Game Of The Year: Many Nights A Whisper (Deconstructeam/Selkie Harbour)

“It’s a rare video game that I say this could only exist as a video game’ but Many Nights A Whisper is one.”
I played this in August, and I knew it was simply not going to be matched. A game that respects your time (done in the length of a film) that is thoughtful, paced well, features an enjoyable central interaction, and builds towards an unforgettable moment that you could only do in a video game.
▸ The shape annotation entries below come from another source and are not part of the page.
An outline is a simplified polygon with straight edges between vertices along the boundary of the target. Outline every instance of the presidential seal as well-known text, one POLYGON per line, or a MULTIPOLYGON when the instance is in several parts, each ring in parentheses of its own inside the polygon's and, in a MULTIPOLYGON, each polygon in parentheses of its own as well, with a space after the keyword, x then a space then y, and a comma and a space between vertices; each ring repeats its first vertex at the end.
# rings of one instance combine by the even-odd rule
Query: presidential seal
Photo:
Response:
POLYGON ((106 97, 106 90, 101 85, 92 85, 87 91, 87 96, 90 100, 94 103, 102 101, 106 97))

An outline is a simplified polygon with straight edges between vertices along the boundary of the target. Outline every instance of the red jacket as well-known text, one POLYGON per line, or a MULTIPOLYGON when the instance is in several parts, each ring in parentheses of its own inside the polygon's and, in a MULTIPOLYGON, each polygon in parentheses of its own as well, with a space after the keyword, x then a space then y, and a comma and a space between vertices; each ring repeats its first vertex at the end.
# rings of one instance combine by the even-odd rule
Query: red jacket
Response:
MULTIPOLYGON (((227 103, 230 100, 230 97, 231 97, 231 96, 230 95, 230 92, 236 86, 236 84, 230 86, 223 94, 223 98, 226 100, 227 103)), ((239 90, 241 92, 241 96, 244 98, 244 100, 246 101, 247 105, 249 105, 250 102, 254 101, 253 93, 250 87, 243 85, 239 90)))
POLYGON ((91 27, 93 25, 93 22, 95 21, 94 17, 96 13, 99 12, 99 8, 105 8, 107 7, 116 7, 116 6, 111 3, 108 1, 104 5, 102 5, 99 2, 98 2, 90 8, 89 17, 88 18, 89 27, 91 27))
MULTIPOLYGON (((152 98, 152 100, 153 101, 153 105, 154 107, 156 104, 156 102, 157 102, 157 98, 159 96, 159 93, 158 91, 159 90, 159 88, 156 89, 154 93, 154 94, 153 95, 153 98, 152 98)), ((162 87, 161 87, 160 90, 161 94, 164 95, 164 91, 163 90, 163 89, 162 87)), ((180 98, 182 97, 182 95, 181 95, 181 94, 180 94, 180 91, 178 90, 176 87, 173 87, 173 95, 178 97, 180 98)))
You can read what I had to say about it, but just buy it.
Bonus: As I’ve actually never done a post like this before, here’s my previous “Games Of The Year” for the last two years, years in which I’ve been making a concerted effort to play more contemporary games than I have previously.
Game Of The Year 2024: Thank Goodness You’re Here (Coal Supper)
“If someone was to ask me ‘What’s the UK like?’ from now on, I’ll probably just say ‘Play Thank Goodness You’re Here!”
Game Of The Year 2023: Hi Fi Rush (Tango Gameworks)
“What makes Hi Fi Rush genius, I think, is that it takes a type of game I am incapable of not button-mashing through and adds a rhythm action component that doesn’t expect but rather, uh… politely asks you to hit your combos on rhythm. And it works!”